In recent years, more and more companies and research institutions have made their autonomous driving datasets open to the public. However, the best datasets are not always easy to find, and scouring the internet for them takes time.

To help, we at SiaSearch have put together a list of the top 15 open datasets for autonomous driving. The resources below collectively contain millions of data samples, many of which are already annotated. We hope this list provides you with a solid starting point for learning more about the field, or for starting your own autonomous driving project.

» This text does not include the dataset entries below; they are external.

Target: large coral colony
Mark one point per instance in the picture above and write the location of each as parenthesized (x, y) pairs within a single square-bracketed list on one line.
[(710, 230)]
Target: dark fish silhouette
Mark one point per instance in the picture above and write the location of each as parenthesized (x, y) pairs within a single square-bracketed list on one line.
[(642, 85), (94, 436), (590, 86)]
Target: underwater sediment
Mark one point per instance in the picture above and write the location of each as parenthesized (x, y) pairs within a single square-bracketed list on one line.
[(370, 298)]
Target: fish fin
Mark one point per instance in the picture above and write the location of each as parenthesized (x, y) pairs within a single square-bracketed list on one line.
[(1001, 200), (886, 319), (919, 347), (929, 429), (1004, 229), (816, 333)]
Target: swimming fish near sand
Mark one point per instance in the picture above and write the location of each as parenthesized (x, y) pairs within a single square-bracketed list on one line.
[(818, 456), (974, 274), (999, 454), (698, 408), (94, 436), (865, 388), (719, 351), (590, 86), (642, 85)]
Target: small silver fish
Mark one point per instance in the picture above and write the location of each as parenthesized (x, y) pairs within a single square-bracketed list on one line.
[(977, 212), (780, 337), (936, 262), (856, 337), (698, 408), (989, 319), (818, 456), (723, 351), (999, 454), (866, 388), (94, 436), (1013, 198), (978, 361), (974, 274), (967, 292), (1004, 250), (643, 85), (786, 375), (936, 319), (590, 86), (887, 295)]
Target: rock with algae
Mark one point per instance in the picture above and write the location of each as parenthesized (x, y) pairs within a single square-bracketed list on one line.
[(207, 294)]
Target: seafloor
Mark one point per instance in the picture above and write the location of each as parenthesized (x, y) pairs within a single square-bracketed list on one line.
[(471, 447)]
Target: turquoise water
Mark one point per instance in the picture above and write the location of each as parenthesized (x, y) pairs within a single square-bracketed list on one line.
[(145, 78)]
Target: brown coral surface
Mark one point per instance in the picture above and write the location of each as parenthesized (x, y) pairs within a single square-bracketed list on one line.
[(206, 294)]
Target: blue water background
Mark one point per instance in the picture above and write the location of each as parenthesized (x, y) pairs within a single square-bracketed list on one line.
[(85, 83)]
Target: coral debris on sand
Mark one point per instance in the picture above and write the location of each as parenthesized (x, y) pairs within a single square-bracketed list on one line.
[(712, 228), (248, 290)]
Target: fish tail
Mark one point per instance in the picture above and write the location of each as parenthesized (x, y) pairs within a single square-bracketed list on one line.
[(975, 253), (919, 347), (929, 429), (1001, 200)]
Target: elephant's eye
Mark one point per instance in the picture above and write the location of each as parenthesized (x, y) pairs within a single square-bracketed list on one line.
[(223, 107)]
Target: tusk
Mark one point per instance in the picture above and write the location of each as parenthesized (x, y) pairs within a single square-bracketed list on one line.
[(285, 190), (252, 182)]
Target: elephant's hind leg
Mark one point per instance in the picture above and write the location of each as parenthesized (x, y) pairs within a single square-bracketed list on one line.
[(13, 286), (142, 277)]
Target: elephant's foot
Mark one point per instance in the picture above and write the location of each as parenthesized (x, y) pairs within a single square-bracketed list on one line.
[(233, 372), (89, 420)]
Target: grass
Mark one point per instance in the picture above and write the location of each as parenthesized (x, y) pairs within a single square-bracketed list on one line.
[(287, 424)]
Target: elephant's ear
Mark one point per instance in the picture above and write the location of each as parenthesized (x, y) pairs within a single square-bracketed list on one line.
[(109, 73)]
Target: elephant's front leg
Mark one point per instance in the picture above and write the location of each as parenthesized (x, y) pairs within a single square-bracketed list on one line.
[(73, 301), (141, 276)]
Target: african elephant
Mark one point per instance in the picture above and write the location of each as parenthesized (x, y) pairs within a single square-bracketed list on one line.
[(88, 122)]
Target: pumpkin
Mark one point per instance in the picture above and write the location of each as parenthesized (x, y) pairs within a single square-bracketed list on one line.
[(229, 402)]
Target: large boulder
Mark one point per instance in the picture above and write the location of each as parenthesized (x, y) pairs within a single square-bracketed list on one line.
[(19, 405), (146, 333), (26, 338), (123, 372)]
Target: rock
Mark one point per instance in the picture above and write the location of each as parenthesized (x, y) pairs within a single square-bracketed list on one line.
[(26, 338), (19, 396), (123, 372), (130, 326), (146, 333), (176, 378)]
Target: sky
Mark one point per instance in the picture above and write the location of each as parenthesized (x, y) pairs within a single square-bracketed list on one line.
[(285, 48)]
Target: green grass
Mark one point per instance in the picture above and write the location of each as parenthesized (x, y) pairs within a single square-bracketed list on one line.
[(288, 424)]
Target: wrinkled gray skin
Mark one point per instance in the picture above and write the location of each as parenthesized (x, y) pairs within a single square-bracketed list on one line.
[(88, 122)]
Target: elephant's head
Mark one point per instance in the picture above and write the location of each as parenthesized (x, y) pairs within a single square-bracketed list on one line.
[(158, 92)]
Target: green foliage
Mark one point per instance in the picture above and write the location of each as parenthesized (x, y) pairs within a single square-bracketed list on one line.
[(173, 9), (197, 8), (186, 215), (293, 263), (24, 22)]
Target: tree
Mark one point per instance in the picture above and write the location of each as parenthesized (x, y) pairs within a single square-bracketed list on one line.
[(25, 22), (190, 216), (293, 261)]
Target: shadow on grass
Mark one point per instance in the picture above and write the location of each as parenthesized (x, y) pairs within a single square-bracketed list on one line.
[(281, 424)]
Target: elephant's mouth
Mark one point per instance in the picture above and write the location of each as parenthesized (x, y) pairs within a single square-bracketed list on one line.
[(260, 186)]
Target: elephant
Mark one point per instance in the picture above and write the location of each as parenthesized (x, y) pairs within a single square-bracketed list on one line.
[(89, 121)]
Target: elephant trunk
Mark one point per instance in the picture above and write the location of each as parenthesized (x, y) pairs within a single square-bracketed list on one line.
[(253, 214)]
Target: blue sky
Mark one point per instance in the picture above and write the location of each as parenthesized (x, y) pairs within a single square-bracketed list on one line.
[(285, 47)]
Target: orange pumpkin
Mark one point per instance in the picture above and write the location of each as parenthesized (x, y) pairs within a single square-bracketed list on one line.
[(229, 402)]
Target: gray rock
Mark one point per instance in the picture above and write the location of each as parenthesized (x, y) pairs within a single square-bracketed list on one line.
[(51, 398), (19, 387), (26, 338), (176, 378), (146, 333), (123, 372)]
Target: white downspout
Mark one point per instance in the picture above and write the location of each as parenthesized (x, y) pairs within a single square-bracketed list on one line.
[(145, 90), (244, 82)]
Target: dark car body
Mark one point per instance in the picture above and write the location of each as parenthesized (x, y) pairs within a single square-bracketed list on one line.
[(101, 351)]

Top Open Datasets for Autonomous Driving Projects

  1. A2D2 Dataset
    The Audi Autonomous Driving Dataset (A2D2) features over 41,000 labeled with 38 features. Around 2.3 TB in total, A2D2 is split by annotation type (i.e. semantic segmentation, 3D bounding box).

  2. ApolloScape Dataset
    ApolloScape is an evolving research project that aims to foster innovation across all aspects of autonomous driving, from perception to navigation and control. Via their website, users can explore a variety of simulation tools and over 100K street view frames, 80k lidar point cloud and 1000km trajectories for urban traffic.

  3. Argoverse Dataset
    The Argoverse dataset includes 3D tracking annotations for 113 scenes and over 324,000 unique vehicle trajectories for motion forecasting.

  4. Berkeley DeepDrive Dataset
    Also known as BDD 100K, the DeepDrive dataset gives users access to 100,000 annotated videos and 10 tasks to evaluate image recognition algorithms for autonomous driving. The dataset represents more than 1000 hours of driving experience with more than 100 million frames, as well as information on geographic, environmental, and weather diversity.

  5. CityScapes Dataset
    CityScapes is a large-scale dataset focused on the semantic understanding of urban street scenes in 50 German cities. It features semantic, instance-wise, and dense pixel annotations for 30 classes grouped into 8 categories. The entire dataset includes 5,000 annotated images with fine annotations, and an additional 20,000 annotated images with coarse annotations.

  6. Comma2k19 Dataset
    This dataset includes 33 hours of commute time recorded on highway 280 in California. Each 1-minute scene was captured on a 20km section of highway driving between San Jose and San Francisco. The data was collected using comma EONs, which features a road-facing camera, phone GPS, thermometers and a 9-axis IMU.

  7. Google-Landmarks Dataset
    Published by Google in 2018, the Landmarks dataset is divided into two sets of images to evaluate recognition and retrieval of human-made and natural landmarks. The original dataset contains over 2 million images depicting 30 thousand unique landmarks from across the world. In 2019, Google published Landmarks-v2, an even larger dataset with 5 million images and 200k landmarks.

  8. KITTI Vision Benchmark Suite
    First released in 2012 by Geiger et al, the KITTI dataset was released with the intent of advancing autonomous driving research with a novel set of real-world computer vision benchmarks. One of the first ever autonomous driving datasets, KITTI boasts over 4000 academic citations and counting.

  9. Level 5 Open Data
    Published by popular rideshare app Lyft, the Level5 dataset is another great source for autonomous driving data. It includes over 55,000 human-labeled 3D annotated frames, surface map, and an underlying HD spatial semantic map that is captured by 7 cameras and up to 3 LiDAR sensors that can be used to contextualize the data.

  10. nuScenes Dataset
    Developed by Motional, the nuScenes dataset is one of the largest open-source datasets for autonomous driving. Recorded in Boston and Singapore using a full sensor suite (32-beam LiDAR, 6 360° cameras and radars), the dataset contains over 1.44 million camera images capturing a diverse range of traffic situations, driving maneuvers, and unexpected behaviors.